Hallock confirms in the video that AMD will launch two major products next year — an AM4-based refresh for Zen 3 with V-Cache, and a new platform with support for features like DDR5 and PCI Express 5.0. Hallock specifically refuted rumors that AMD would stick to PCIe 4.0 for its AM5 platform. AMD will continue its emphasis on backwards compatibility by supporting AM4 CPU coolers on the upcoming AM5 platform, so folks who have invested in high-end Ryzen coolers won’t have to replace them when the new CPUs arrive.
The AM4 Ryzen CPUs with V-Cache that are expected to launch in early 2022 are likely analogous to the Ryzen 3000 series XT CPUs that AMD launched a few months before the Ryzen 5000 CPU family debuted. Hallock and Taylor again reiterated that V-Cache delivers a targeted 15 percent upgrade in gaming. Benefits to other workloads were not discussed, but a fair number of applications should benefit from the larger L3 cache.
These CPUs will likely serve as a high-end swan song for the AM4 platform, and they’ll provide end users who built AM4 platforms within the last few years with one last CPU upgrade if they want a performance boost without having to buy a new motherboard and RAM.
AMD Dismisses the Need for Hybrid CPUs
AMD also discussed what Zen means to the company during its video, and how the company has engineered its CPUs to deliver excellent performance and power efficiency. In response to Intel’s upcoming Alder Lake CPUs, which embrace a hybrid approach that mixes big and small cores, Hallock said AMD does not believe it needs to go this route.
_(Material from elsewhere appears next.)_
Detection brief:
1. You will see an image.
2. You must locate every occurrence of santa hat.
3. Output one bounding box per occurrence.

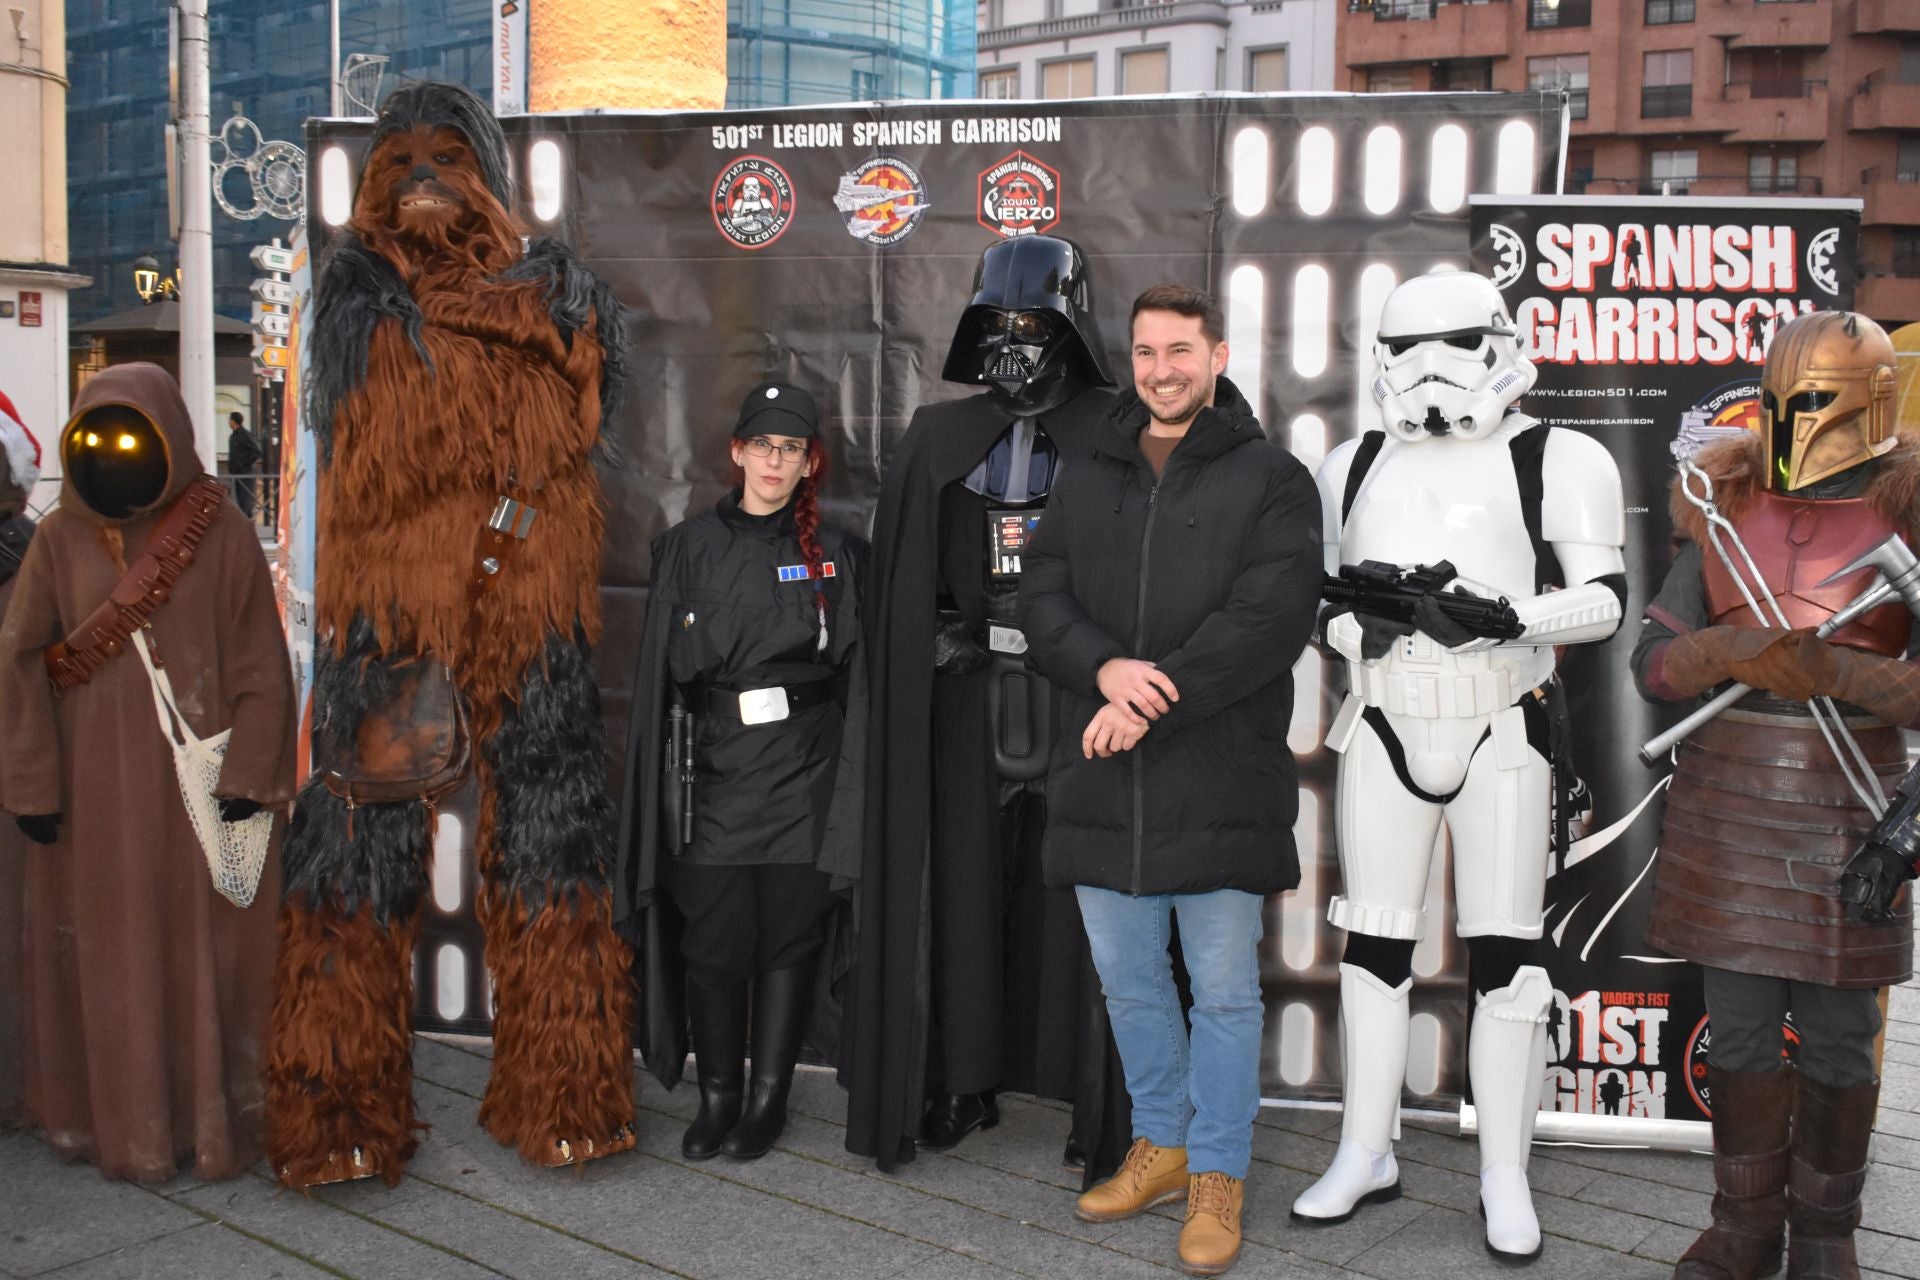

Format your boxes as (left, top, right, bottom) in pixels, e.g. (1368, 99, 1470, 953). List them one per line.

“Every silicon company is thinking about what that next generation of power efficiency looks like. Mixed cores is one approach,” Hallock said. “The Android ecosystem took that a long time ago, but the way we plan to do it is going back to our roots… We built a core that’s physically much smaller than what other companies were building in x86 land. When you pack that together with process leadership, packaging leadership like chiplets or 3D V-Cache, when you pack that in with new firmware work we’re doing, we can drive to much, much lower power profiles than we’re even at today. We are the power efficiency leader today. We can keep doing that.”
AMD isn’t claiming it won’t ever build a hybrid CPU, but the company doesn’t believe it needs to do so at the moment to compete with Intel. It might be right. There’s a lot we don’t know about Alder Lake yet, and even the desktop debut won’t tell us everything about how the laptop version will perform. AMD will deliver its upcoming Zen 4 on a 5nm process, compared to Alder Lake’s 10nm SuperFin process, so AMD’s lead in the process race will likely come with its own attendant set of benefits and improvements. Lithography gains aren’t what they used to be, but they’re still worth something.
There’s an interesting fight brewing here between two different x86 design philosophies at the same time that x86 itself is facing renewed competition from Apple. AMD is betting that its chiplet design philosophy, process node leadership, and the strength and flexibility of the Zen CPU core can collectively compensate for the benefits Intel will get from purpose-built high-efficiency cores. Given the reality of semiconductor timelines, we’ll see Intel’s opening “argument” later this year, followed by AMD’s Zen 4 in 2022 — likely in the back half, if the company is bringing Zen 3 + V-Cache CPUs to market during the first part of the year.